11 per cent of adults polled said they would borrow money to keep their houses warm.

Cost-of-living crisis: Nearly one in four Britons will not turn on heating this winter

About a quarter of people in the UK think the soaring energy bills would not allow them to turn on heating during the upcoming winter.

According to a survey conducted by the London-based market research consultancy firm Savanta ComRes, 23 per cent of adults would not turn their heating on at all during the cold season.
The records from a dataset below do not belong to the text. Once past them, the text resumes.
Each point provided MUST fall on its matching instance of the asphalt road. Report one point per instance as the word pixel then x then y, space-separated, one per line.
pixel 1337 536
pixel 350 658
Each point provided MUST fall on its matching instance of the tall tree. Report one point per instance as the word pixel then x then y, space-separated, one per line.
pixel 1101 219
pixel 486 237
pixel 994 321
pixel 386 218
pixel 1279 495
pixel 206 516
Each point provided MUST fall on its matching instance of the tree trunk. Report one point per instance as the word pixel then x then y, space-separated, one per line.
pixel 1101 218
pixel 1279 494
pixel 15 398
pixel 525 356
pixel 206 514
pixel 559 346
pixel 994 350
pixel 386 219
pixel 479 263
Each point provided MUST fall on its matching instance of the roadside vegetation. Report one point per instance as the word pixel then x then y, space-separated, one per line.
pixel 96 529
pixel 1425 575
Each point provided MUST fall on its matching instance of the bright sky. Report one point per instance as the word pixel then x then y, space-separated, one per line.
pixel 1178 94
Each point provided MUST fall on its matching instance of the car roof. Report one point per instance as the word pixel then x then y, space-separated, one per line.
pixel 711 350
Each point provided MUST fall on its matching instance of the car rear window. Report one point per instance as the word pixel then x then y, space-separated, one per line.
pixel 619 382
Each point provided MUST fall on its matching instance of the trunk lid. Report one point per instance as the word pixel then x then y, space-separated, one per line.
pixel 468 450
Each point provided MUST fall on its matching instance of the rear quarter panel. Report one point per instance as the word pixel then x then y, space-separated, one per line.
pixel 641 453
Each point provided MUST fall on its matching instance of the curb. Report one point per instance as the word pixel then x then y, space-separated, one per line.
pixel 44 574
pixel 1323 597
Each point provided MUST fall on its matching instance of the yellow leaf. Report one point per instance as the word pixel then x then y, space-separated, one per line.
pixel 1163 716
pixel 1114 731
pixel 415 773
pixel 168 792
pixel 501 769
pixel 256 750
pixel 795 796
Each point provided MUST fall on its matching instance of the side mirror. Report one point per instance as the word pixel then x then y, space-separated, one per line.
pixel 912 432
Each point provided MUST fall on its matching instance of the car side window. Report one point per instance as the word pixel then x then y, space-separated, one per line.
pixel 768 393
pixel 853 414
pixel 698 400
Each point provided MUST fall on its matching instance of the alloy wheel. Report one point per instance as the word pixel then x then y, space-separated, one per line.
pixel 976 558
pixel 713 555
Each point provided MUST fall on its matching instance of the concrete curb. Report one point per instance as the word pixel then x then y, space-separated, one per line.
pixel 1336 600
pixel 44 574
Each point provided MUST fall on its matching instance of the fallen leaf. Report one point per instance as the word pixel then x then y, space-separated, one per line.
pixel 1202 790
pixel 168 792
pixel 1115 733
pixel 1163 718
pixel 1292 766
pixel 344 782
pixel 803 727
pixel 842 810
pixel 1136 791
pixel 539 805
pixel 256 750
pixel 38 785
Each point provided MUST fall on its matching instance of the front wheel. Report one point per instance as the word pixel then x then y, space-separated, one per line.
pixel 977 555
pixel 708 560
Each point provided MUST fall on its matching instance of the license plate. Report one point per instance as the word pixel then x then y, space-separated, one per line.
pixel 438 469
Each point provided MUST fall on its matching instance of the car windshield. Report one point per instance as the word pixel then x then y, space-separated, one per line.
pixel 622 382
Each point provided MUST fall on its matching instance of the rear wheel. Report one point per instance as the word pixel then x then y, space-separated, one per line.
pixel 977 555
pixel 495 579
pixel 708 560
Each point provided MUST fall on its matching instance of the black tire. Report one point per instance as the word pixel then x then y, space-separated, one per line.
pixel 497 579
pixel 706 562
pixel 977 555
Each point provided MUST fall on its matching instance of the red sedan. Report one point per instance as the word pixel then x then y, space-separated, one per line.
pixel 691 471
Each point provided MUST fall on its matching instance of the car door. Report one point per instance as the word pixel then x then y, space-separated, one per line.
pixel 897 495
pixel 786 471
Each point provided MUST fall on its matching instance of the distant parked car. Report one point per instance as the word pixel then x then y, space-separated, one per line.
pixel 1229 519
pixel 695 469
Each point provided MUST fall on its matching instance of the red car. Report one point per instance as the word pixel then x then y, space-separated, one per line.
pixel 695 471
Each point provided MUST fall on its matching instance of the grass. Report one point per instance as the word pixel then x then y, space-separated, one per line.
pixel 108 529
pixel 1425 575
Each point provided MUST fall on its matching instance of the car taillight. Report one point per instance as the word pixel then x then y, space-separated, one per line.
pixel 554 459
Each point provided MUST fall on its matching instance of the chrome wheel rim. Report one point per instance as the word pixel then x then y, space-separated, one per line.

The figure rose to 27 per cent for parents with children aged below 18 years.

Some 2,000 adult Britons were approached for the July 29-30 poll, commissioned by the Liberal Democrats.

However, regulator Ofgem said last week that the household energy cap would be increased to an average of £3,549 per year starting on October 1 from the current £1,971.

Some 69 per cent of the respondents of the survey said they would use heating sparingly.

While 11 per cent of all adults said they would borrow money to keep their houses warm, 17 per cent of people with children aged below 18 came with the same response.

Data from the Office for National Statistics showed that the annual inflation in July climbed to a new 40-year high of 10.1 per cent on the back of surging food prices, worsening the cost-of-living crisis.

With the central bank’s priority being taming inflation, economists fear the country would slip into recession at the end of the year, forcing low-income groups to choose between eating and heating.

Liberal Democrats blamed the lame duck government for not saving families and pensioners from making “heart-breaking decisions”. The centrist party has called for scrapping the energy price cap rise.

Its spokesperson Christine Jardine said, “it is a national scandal that parents are having to choose between heating their homes and feeding their children”.

“Britain is on the brink of the worst cost-of-living crisis in a century,” Jardine told The Telegraph as she predicted that the next prime minister - either Liz Truss or Rishi Sunak - would not do away with the rise in the energy price ceiling.

She said oil and gas companies reaping record profits should be taxed more “to save British families and pensioners”.